Advertising giant WPP has announced a major restructuring which will see thousands of jobs cut worldwide, months after ousting long-serving boss Sir Martin Sorrell.

WPP said the shake-up, described by new chief executive Mark Read as a “radical evolution”, aimed to cut annual costs by £275m a year. It is expected to cost £300m to carry out.

The company, which currently employs more than 130,000 people globally including 14,000 in the UK, will lose around 3,500 jobs in areas of duplication and hire a further 1,000 to boost its technology and creative credentials.

The job cuts will largely affect administration roles as WPP looks to merge 100 offices and close a further 80 sites.
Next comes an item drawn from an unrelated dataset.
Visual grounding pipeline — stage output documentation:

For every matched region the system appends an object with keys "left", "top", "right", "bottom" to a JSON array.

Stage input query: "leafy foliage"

WPP did not give a regional breakdown of where the axe would fall.

Shares in the company, which has lost 40% of its value in the last year, rose 6% on the update.

Former head of WPP Sir Martin Sorrell spoke to Ian King about Brexit, new businesses and leaving the company he founded.


Former head of WPP Sir Martin Sorrell spoke to Ian King about leaving the company he founded, and also discussed Brexit.

The company has over recent months been forced to cut its sales and profit forecasts after it lost work from some major clients and others cut their spending.

Last week, Sir Martin told Sky News that he was “2-0 up” against his former employer after he snapped up two businesses in his efforts to build up his new company S4 Capital – a much smaller venture which he admitted would “collide” with WPP in some areas.

In its strategy update, WPP said it was looking to create a “simpler, improved offer” with a “streamlined structure built around the needs of clients”.

Mr Read said: “The restructuring of our business will enable increased investment in creativity, technology and talent, enhancing our capabilities on the categories with the greatest potential for future growth.”

WPP aims to reinvest around half its cost savings into the business over the next two years as it repositions itself as a “creative transformation company” with a greater emphasis on technology.

The company added that for 2018, full-year underlying like-for-like revenues were expected to fall by close to 0.5% – an improvement on the 1% decline predicted in October.